RETROcode: Leveraging a Code Database for Improved Natural Language to Code Generation
Nathanaël Beau, Benoît Crabbé
TL;DR
RETROcode introduces a retrieval-augmented memory mechanism for NL-to-code generation by integrating a large code database into a seq2seq transformer. The model retrieves neighbouring code chunks via a frozen codeBERT encoder and merges them into the decoder through either sequential or parallel cross-attention, with a hybrid database further guiding initial decoding. Across CoNaLa and CodeXGlue, RETROcode with a classic database improves over a strong baseline, and the hybrid database configuration achieves state-of-the-art-like BLEU scores on CoNaLa, approaching Codex with far fewer parameters and training data.

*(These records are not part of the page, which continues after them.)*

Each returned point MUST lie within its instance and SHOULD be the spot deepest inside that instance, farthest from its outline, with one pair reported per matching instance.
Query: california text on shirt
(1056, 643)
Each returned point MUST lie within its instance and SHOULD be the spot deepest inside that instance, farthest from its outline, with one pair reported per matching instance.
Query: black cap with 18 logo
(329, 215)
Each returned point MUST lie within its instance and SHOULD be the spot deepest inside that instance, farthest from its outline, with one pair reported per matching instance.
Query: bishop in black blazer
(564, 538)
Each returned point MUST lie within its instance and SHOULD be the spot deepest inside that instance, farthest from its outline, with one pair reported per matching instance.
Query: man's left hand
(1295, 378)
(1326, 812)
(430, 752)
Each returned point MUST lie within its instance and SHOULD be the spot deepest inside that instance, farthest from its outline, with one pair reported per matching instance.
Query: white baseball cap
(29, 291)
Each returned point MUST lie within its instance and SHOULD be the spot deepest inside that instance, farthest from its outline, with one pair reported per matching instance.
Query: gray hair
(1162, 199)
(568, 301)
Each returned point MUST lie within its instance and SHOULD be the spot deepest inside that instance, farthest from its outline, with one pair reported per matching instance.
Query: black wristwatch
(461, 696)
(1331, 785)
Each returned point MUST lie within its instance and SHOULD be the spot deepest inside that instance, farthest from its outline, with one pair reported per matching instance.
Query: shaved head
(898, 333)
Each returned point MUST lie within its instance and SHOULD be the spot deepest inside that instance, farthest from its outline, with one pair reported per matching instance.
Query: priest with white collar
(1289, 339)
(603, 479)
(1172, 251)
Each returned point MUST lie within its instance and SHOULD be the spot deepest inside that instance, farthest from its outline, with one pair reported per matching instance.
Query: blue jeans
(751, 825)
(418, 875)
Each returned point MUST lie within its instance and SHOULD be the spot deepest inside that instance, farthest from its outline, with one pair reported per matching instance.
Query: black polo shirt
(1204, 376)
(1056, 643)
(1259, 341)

The work demonstrates that memory-augmented decoding can significantly boost code generation efficiency and quality, while also highlighting considerations around initialization, chunk size, and database quality for practical deployment.
Abstract
As text and code resources have expanded, large-scale pre-trained models have shown promising capabilities in code generation tasks, typically employing supervised fine-tuning with problem statement-program pairs. However, increasing model size and data volume for performance gains also raises computational demands and risks of overfitting. Addressing these challenges, we present RETROcode, a novel adaptation of the RETRO architecture \cite{RETRO} for sequence-to-sequence models, utilizing a large code database as an auxiliary scaling method. This approach, diverging from simply enlarging model and dataset sizes, allows RETROcode to leverage a vast code database for prediction, enhancing the model's efficiency by integrating extensive memory. Our findings indicate that RETROcode not only outperforms similar-sized traditional architectures on test sets but also approaches the effectiveness of the much larger Codex model, despite being trained from scratch on a substantially smaller dataset.